Donald Trump held a news conference. He announced something. The announcements were duly reported as he characterized them. Problem: As with most Trump pronouncements they smelled of bullshit.
The Democrat-Gazette story detailed some of the manure on the jump of its story on page 10A. But as many commentators noted, Trump still got the headline he wanted. It was even worse on TV, particularly the local news channel I watch, which characterized Trump’s announcement as good news for the oppressed of America with none of the asterisks.
Some of the problems with Saturday’s announcement:
Trump likely doesn’t have the legal authority to spend money unilaterally. At its best, his unemployment benefit plan is a 33 percent cut in the support that had been provided. He also wants states to pay a fourth of it, an amount states can’t or won’t pay (see for the latter Arkansas, whose legislators believe only they are entitled to pay for doing nothing.)
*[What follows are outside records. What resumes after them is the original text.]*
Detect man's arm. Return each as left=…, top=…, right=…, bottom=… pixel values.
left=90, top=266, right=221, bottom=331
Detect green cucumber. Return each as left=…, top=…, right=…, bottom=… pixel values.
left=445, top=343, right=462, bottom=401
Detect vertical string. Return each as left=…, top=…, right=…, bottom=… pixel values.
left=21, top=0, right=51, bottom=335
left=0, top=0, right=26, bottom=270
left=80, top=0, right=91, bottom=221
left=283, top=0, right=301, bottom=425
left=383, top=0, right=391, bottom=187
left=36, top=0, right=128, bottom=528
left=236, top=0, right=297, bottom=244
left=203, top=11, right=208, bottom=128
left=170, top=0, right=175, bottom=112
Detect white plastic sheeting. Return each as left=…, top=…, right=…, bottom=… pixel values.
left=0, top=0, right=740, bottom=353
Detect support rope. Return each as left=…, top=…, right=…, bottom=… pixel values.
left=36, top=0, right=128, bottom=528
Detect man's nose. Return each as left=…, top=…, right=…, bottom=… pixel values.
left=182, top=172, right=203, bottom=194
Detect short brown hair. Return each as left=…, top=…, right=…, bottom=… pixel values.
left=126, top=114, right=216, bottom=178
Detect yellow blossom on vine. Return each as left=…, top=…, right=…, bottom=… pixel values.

The extension of the eviction moratorium was couched in aspirational terms, not an order. It provides no moratorium. Indeed, several of the so-called executive orders were essentially memos, not orders at all. The Washington Post explains.
A payroll tax moratorium is no benefit to anyone not being paid. And for those who are being paid, it is just a postponement of payments due later. Also, his talk of a permanent end to the payroll tax would spell an end to Social Security and Medicare without another source of financial support.
It was another illustration of a continuing dilemma for news presenters. The Trump fact-checking is getting way better. But the exaggerations and misinformation still dominate the headlines and broadcast news summaries. How many of the D-G’s remaining 35,000 subscribers (once a quarter-million strong on Sunday, speaking of another pressing problem with newspaper journalism today) read through to page 10A? I know. A good 40 to 50 percent of them won’t believe ill of Trump regardless.
A smattering of comments from Twitter on the problem:
Trump has figured out that he can make absurd proclamations that cannot come to pass, and the media will repeat them.
Even if journalists include an explanation that he cannot legally accomplish what he proclaims, Trump gets the headline.
Please stop rewarding this deception.
— Renato Mariotti (@renato_mariotti) August 8, 2020
These are not, on the whole, great ways to say “Trump, claiming unprecedented power to bypass laws and Congress, signs order to defund Social Security and Medicare” pic.twitter.com/pNvgrbUrpN
— Joshua Benton (@jbenton) August 8, 2020
I’m normally against headline scolding but the news coverage has been a little too credulous toward the idea that the president’s executive orders will have their announced effects.